亚洲男人的天堂2018av,欧美草比,久久久久久免费视频精选,国色天香在线看免费,久久久久亚洲av成人片仓井空

We study the training dynamics of shallow neural networks, in a two-timescale regime in which the stepsizes for the inner layer are much smaller than those for the outer layer. In this regime, we prove convergence of the gradient flow to a global optimum of the non-convex optimization problem in a simple univariate setting. The number of neurons need not be asymptotically large for our result to hold, distinguishing our result from popular recent approaches such as the neural tangent kernel or mean-field regimes. Experimental illustration is provided, showing that the stochastic gradient descent behaves according to our description of the gradient flow and thus converges to a global optimum in the two-timescale regime, but can fail outside of this regime.

相關內容

Deep neural networks are susceptible to human imperceptible adversarial perturbations. One of the strongest defense mechanisms is \emph{Adversarial Training} (AT). In this paper, we aim to address two predominant problems in AT. First, there is still little consensus on how to set hyperparameters with a performance guarantee for AT research, and customized settings impede a fair comparison between different model designs in AT research. Second, the robustly trained neural networks struggle to generalize well and suffer from tremendous overfitting. This paper focuses on the primary AT framework - Projected Gradient Descent Adversarial Training (PGD-AT). We approximate the dynamic of PGD-AT by a continuous-time Stochastic Differential Equation (SDE), and show that the diffusion term of this SDE determines the robust generalization. An immediate implication of this theoretical finding is that robust generalization is positively correlated with the ratio between learning rate and batch size. We further propose a novel approach, \emph{Diffusion Enhanced Adversarial Training} (DEAT), to manipulate the diffusion term to improve robust generalization with virtually no extra computational burden. We theoretically show that DEAT obtains a tighter generalization bound than PGD-AT. Our empirical investigation is extensive and firmly attests that DEAT universally outperforms PGD-AT by a significant margin.
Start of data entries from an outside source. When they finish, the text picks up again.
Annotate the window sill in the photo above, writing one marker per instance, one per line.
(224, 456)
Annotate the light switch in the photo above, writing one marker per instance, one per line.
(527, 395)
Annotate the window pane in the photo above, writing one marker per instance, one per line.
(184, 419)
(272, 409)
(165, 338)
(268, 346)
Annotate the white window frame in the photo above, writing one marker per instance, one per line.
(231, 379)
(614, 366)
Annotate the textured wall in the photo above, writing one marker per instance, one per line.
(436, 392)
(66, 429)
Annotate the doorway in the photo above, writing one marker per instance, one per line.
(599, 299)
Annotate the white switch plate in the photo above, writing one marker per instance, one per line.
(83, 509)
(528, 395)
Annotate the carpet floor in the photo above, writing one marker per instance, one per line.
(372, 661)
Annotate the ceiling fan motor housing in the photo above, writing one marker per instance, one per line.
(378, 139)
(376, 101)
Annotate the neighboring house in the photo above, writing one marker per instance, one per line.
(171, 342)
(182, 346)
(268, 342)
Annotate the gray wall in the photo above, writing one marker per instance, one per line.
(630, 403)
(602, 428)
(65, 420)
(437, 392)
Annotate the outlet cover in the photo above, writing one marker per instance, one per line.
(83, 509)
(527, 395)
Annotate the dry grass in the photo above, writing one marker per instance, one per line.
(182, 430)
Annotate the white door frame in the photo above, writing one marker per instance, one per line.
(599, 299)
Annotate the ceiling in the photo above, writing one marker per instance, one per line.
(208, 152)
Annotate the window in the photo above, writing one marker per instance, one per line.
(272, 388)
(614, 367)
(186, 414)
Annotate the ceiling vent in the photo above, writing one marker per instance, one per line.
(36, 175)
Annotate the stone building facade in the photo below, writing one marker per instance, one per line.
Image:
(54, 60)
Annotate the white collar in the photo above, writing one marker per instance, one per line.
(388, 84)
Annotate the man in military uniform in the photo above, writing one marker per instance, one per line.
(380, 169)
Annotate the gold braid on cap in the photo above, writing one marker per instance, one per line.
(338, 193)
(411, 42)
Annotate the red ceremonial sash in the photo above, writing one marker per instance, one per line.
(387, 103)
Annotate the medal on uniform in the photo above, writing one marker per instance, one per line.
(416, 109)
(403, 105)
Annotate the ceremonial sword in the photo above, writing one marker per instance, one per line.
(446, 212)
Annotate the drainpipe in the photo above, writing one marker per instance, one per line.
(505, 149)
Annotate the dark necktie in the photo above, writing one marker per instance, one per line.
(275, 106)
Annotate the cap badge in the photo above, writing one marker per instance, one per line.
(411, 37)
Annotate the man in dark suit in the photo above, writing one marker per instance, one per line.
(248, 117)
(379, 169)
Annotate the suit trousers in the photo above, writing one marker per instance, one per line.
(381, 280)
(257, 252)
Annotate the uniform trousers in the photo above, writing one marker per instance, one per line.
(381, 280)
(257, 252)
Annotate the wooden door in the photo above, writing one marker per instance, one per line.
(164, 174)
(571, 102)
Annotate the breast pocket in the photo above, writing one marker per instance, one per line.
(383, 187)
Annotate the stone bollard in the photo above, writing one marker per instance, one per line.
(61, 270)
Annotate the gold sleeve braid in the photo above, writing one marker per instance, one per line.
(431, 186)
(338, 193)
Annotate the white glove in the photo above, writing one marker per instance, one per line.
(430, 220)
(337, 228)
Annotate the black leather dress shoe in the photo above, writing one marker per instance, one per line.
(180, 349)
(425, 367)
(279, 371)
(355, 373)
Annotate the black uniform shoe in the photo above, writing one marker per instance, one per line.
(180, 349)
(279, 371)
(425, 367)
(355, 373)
Does the use of auto-differentiation yield reasonable updates to deep neural networks that represent neural ODEs? Through mathematical analysis and numerical evidence, we find that when the neural network employs high-order forms to approximate the underlying ODE flows (such as the Linear Multistep Method (LMM)), brute-force computation using auto-differentiation often produces non-converging artificial oscillations. In the case of Leapfrog, we propose a straightforward post-processing technique that effectively eliminates these oscillations, rectifies the gradient computation and thus respects the updates of the underlying flow.
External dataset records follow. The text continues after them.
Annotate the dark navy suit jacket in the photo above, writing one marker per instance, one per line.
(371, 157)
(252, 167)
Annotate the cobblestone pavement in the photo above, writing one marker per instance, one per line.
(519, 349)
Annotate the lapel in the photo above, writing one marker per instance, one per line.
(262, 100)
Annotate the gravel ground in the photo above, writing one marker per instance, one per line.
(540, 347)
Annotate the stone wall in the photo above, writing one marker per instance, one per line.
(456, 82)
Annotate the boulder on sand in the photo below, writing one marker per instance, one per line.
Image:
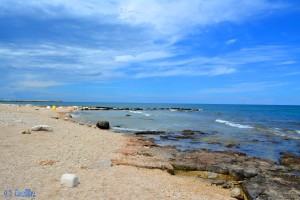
(42, 128)
(103, 125)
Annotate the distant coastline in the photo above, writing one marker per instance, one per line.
(10, 100)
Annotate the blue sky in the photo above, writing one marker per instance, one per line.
(167, 51)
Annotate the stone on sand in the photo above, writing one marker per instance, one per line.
(42, 128)
(69, 180)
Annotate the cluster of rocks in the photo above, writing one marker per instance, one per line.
(135, 109)
(246, 177)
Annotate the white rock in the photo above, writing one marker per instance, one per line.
(69, 180)
(42, 128)
(212, 175)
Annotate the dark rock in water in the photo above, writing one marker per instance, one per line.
(237, 173)
(149, 132)
(191, 132)
(272, 186)
(103, 125)
(188, 132)
(218, 182)
(235, 153)
(231, 145)
(290, 160)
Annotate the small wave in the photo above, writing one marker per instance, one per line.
(285, 133)
(233, 124)
(128, 129)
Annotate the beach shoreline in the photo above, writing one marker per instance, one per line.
(36, 161)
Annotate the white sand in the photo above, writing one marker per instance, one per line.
(37, 161)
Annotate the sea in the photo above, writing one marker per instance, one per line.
(257, 130)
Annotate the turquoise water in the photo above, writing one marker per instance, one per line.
(257, 130)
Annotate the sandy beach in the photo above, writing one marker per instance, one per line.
(37, 161)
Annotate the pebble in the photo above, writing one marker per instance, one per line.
(69, 180)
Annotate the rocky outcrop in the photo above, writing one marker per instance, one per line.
(290, 160)
(247, 177)
(103, 125)
(149, 133)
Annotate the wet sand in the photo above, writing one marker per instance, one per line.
(36, 161)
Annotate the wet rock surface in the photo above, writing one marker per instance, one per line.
(256, 178)
(290, 160)
(136, 109)
(103, 125)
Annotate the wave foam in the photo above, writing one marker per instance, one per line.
(128, 129)
(285, 133)
(233, 124)
(139, 112)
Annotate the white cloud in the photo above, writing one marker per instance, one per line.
(245, 87)
(201, 71)
(39, 84)
(231, 41)
(176, 17)
(168, 17)
(152, 55)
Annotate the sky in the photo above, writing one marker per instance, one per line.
(158, 51)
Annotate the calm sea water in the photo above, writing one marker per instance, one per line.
(257, 130)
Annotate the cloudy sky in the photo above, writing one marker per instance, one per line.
(189, 51)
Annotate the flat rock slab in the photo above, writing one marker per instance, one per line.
(42, 128)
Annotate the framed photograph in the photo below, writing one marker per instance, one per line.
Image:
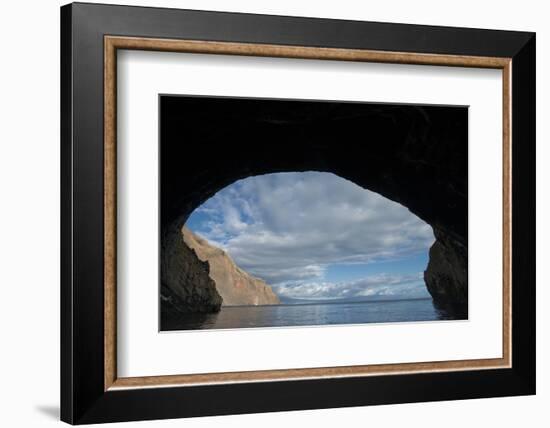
(265, 213)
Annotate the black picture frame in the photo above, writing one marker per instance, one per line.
(83, 396)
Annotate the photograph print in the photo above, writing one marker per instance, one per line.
(286, 213)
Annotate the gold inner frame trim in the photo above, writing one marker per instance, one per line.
(113, 43)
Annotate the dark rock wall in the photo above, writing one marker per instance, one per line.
(185, 282)
(414, 155)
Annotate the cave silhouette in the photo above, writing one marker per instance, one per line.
(416, 155)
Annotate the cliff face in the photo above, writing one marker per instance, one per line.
(235, 286)
(185, 282)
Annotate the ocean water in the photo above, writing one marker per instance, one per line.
(312, 314)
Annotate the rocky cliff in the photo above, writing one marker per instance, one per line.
(235, 286)
(197, 277)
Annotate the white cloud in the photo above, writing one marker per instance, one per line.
(290, 226)
(380, 285)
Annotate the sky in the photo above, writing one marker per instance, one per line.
(317, 236)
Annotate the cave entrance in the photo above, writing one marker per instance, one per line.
(414, 155)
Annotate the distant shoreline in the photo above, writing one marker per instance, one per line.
(328, 302)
The multivariate adaptive regression spline (MARS) approach of Friedman (1991) and its Bayesian counterpart (Francom et al. 2018) are effective approaches for the emulation of computer models. The traditional assumption of Gaussian errors limits the usefulness of MARS, and many popular alternatives, when dealing with stochastic computer models. We propose a generalized Bayesian MARS (GBMARS) framework which admits the broad class of generalized hyperbolic distributions as the induced likelihood function. This allows us to develop tools for the emulation of stochastic simulators which are parsimonious, scalable, interpretable and require minimal tuning, while providing powerful predictive and uncertainty quantification capabilities. GBMARS is capable of robust regression with t distributions, quantile regression with asymmetric Laplace distributions and a general form of "Normal-Wald" regression in which the shape of the error distribution and the structure of the mean function are learned simultaneously. We demonstrate the effectiveness of GBMARS on various stochastic computer models and we show that it compares favorably to several popular alternatives.
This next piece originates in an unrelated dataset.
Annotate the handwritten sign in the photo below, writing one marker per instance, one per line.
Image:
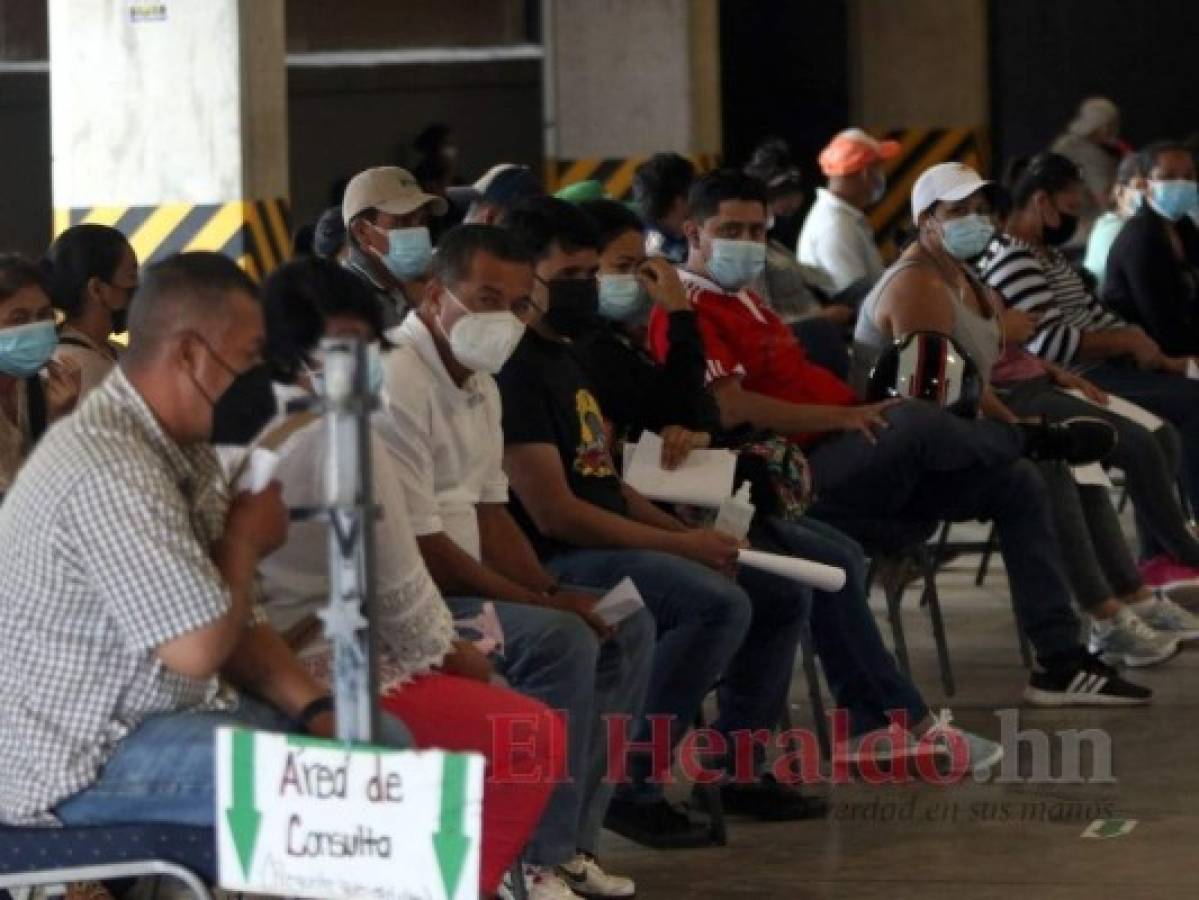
(300, 816)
Wasserstein gradient flows of maximum mean discrepancy (MMD) functionals with non-smooth Riesz kernels show a rich structure as singular measures can become absolutely continuous ones and conversely. In this paper we contribute to the understanding of such flows. We propose to approximate the backward scheme of Jordan, Kinderlehrer and Otto for computing such Wasserstein gradient flows as well as a forward scheme for so-called Wasserstein steepest descent flows by neural networks (NNs). Since we cannot restrict ourselves to absolutely continuous measures, we have to deal with transport plans and velocity plans instead of usual transport maps and velocity fields. Indeed, we approximate the disintegration of both plans by generative NNs which are learned with respect to appropriate loss functions. In order to evaluate the quality of both neural schemes, we benchmark them on the interaction energy. Here we provide analytic formulas for Wasserstein schemes starting at a Dirac measure and show their convergence as the time step size tends to zero. Finally, we illustrate our neural MMD flows by numerical examples.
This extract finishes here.